Blog post written by: Alexandra Samoylova

Based on: L. Zhang, A. Rao and M. Agrawala, "Adding Conditional Control to Text-to-Image Diffusion Models," 2023 IEEE/CVF International Conference on Computer Vision (ICCV), Paris, France, 2023, pp. 3813-3824, doi: 10.1109/ICCV51070.2023.00355.

Introduction

In this blogpost I will explain the concept and theory behind ControlNet1, which has transformed text-to-image generative models by making them not only impressive in terms of performance metrics but also functional for real-world tasks.

Text-to-Image models: any limitations in practice?

Text-to-image diffusion models consistently astonish new users by producing aesthetic and realistic images that can also emulate specific artistic styles—such as cartoons or oil paintings—upon request. Users typically specify the style details and desired image composition through a text control commonly known as a text prompt. However, the initial excitement often turns to frustration due to the practical challenges in using text-to-image models. It's quite difficult to prompt the model to produce outputs that closely resemble one's mental imagery, especially when conveying specific spatial details.
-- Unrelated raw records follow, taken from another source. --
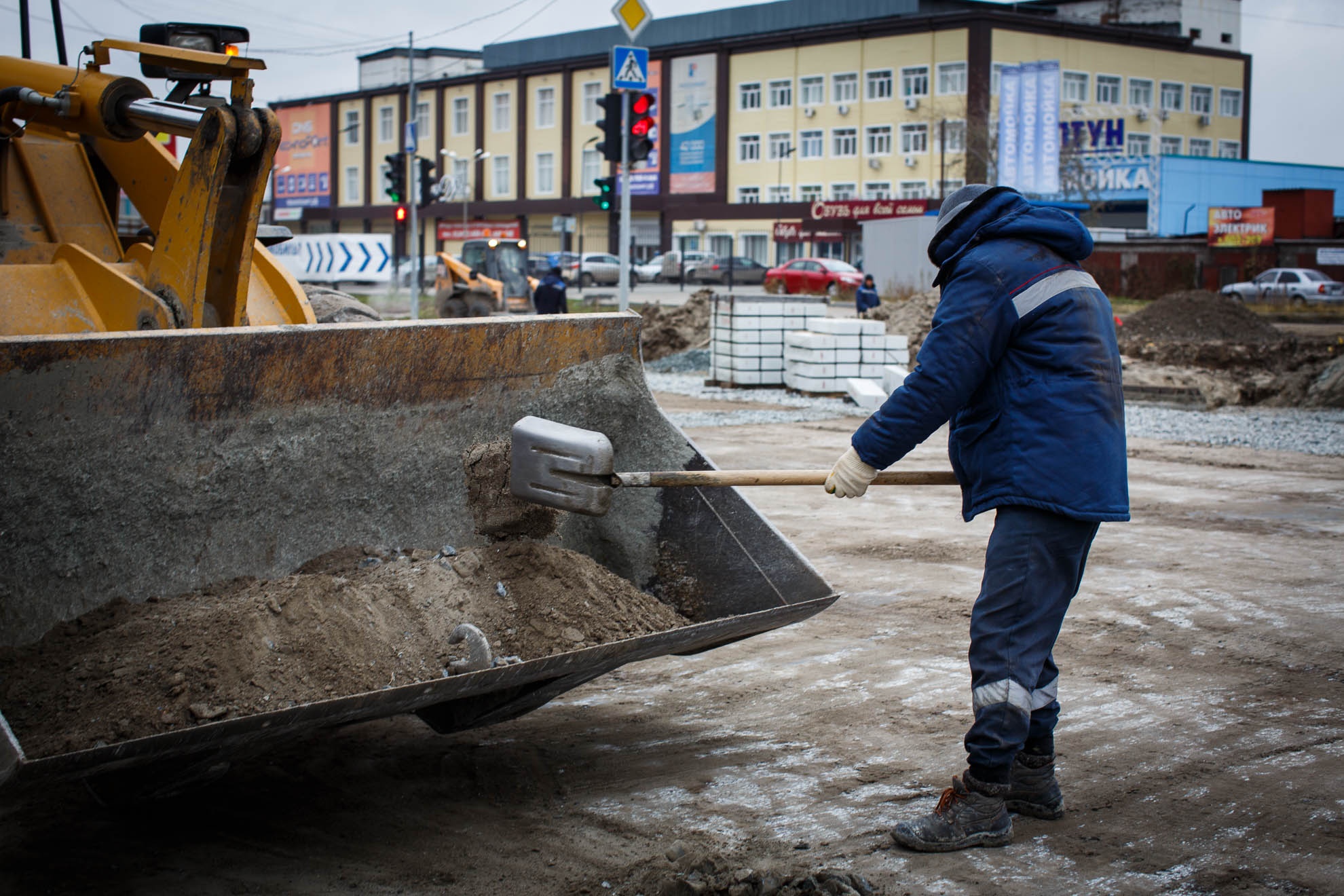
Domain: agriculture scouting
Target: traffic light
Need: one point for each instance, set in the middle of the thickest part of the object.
(396, 176)
(641, 127)
(605, 192)
(426, 179)
(610, 127)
To illustratethe difficulty of accurately conveying spatial details to a model—details that may seem straightforward to a human—I share my experience with the Stable Diffusion model2,3 in Fig.1. I attempted to generate an image of a patient lying inside an Magnetic Resoanance Imaging (MRI) scanner. Despite explicitly stating in the text prompt that the patient should be inside the scanner as the scan was in progress, the model repeatedly failed to capture this detail. The results shown in Fig.1, are realistic and visually appealing, yet the model consistently placed the patient outside the scanner. How can we effectively communicate human-intuitive concepts like spatial arrangement to a model, especially when prompt engineering appears ineffective?
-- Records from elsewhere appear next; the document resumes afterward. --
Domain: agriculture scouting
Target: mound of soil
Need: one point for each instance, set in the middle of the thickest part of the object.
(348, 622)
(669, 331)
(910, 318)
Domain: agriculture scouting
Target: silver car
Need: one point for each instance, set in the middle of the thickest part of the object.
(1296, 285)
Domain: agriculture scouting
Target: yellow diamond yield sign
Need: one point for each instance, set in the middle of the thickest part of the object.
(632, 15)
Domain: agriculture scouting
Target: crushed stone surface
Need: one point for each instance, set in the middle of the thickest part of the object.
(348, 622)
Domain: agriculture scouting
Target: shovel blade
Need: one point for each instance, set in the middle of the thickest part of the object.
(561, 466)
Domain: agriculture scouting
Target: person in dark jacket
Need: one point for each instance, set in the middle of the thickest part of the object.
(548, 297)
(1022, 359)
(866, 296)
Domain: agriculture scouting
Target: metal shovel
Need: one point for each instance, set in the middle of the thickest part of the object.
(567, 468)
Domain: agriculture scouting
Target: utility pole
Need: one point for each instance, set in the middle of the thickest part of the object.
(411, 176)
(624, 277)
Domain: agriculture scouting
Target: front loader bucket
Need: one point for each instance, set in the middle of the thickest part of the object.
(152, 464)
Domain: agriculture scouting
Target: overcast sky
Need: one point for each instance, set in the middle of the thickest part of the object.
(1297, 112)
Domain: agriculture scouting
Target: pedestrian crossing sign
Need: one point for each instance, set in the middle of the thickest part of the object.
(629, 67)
                                                                                                                               

Fig.1 Stable Diffusion model output. Text prompt: A patient lying inside MRI scanner, the head and trunk are inside scanner opening, the patient is being scanned.
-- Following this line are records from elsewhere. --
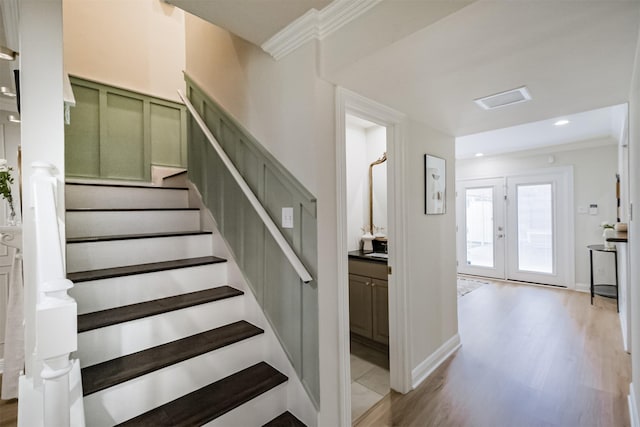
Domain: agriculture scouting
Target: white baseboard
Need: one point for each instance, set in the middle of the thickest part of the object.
(431, 363)
(633, 408)
(583, 287)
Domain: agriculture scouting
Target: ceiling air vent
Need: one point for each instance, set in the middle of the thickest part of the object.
(502, 99)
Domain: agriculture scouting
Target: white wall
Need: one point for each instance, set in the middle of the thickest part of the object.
(42, 128)
(291, 111)
(431, 282)
(136, 45)
(594, 171)
(634, 234)
(364, 146)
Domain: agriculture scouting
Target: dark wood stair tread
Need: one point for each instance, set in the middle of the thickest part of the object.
(115, 184)
(286, 419)
(91, 239)
(210, 402)
(113, 316)
(129, 209)
(129, 270)
(112, 372)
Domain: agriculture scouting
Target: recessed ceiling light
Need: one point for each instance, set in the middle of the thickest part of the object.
(502, 99)
(7, 92)
(7, 54)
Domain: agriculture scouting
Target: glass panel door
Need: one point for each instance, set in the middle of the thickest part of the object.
(539, 244)
(535, 227)
(480, 227)
(479, 223)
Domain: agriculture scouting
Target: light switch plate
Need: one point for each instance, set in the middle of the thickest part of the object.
(287, 217)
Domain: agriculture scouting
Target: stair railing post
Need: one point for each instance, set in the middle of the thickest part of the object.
(56, 311)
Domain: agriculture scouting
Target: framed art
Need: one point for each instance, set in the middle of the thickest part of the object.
(435, 183)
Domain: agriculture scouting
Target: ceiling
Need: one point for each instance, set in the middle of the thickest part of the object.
(6, 75)
(253, 20)
(572, 55)
(603, 124)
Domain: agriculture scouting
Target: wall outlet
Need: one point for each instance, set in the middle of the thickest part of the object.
(287, 217)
How can conditional controls be provided?

The need to repeatedly modify text prompts to achieve desired results is a major limitation that hinders the use of text-to-image diffusion models in everyday life and work. Usage could be greatly simplified if users could also provide an image reference, illustrating the spatial arrangement of the desired output, alongside the text prompt. This concept is precisely what ControlNet actualizes: the model accepts inputs such as sketches or feature maps (including edge maps, depth maps, and segmentation maps, among others), and converts them into conditional controls for pre-trained text-to-image diffusion models, with Stable Diffusion as one example. 


To understand the design choices behind ControlNet and discuss the method in detail, let's first examine the available approaches to provide conditional controls to text-to-image diffusion models, including their benefits and drawbacks.

Training from scratch

One option to provide conditional control to a text-to-image diffusion model could be retraining the model from scratch using both text control and image feature map control, like a depth map, during training. Apart from the vast computational resources required, another challenge is the significant disparity between the data used to train state-of-the-art text-to-image diffusion models like Stable Diffusion—5 billion text-image pairs4—and the much smaller datasets available for specific controls, usually around 200,000 pairs but ranging from 80,000 to 3 million pairs1.

Finetuning, Continued Learning

Alternatively, depending on the data available for a desired control, we could fine-tune a pre-trained model (if data is limited), or opt for continued learning strategy. However, both approaches have been shown to potentially disrupt the pre-trained backbone, causing overfitting and catastrophic forgetting5.  

Going deeper?

The authors of ControlNet chose a customizable approach that leverages the capabilities of a pre-trained text-to-image diffusion model without starting from scratch. Importantly, this method preserves the integrity of the pre-trained backbone and effectively addresses the training data limitations mentioned earlier. Curious about how researchers achieved this? Let’s dive into the methods behind ControlNet!


Placing Stable Diffusion under Control

Method details

Let’s first discuss the general outline of ControlNet architecture. To train a ControlNet for a specific conditional control, for instance a depth map, one needs a pre-trained text-to-image diffusion model, and lock its parameters. A trainable copy of this model is then created, which receives the original diffusion model input and combines it with a feature map control. The outputs of both the frozen and trainable parts are then added together to produce the final output. However, noisy parameter updates at the start of training could potentially compromise the capabilities of the pre-trained model backbone! Protective measures should be implemented.

To safeguard the functionality of the pre-trained backbone, zero-convolutional layers are introduced at two points: before adding the conditional feature map to the diffusion model input, and before combining the outputs of the two models. A zero convolution layer is a 1x1 convolution with weights and biases initially set to zero. These parameters gradually increase throughout the training process. This ensures that the trainable copy's contribution to the output starts at zero in the initial training step and progressively grows as training continues. During the training phase, only parameters in the trainable copy and zero-convolutional layers are updated, keeping the pre-trained backbone intact. The outline of ControlNet is illustrated in Fig.2.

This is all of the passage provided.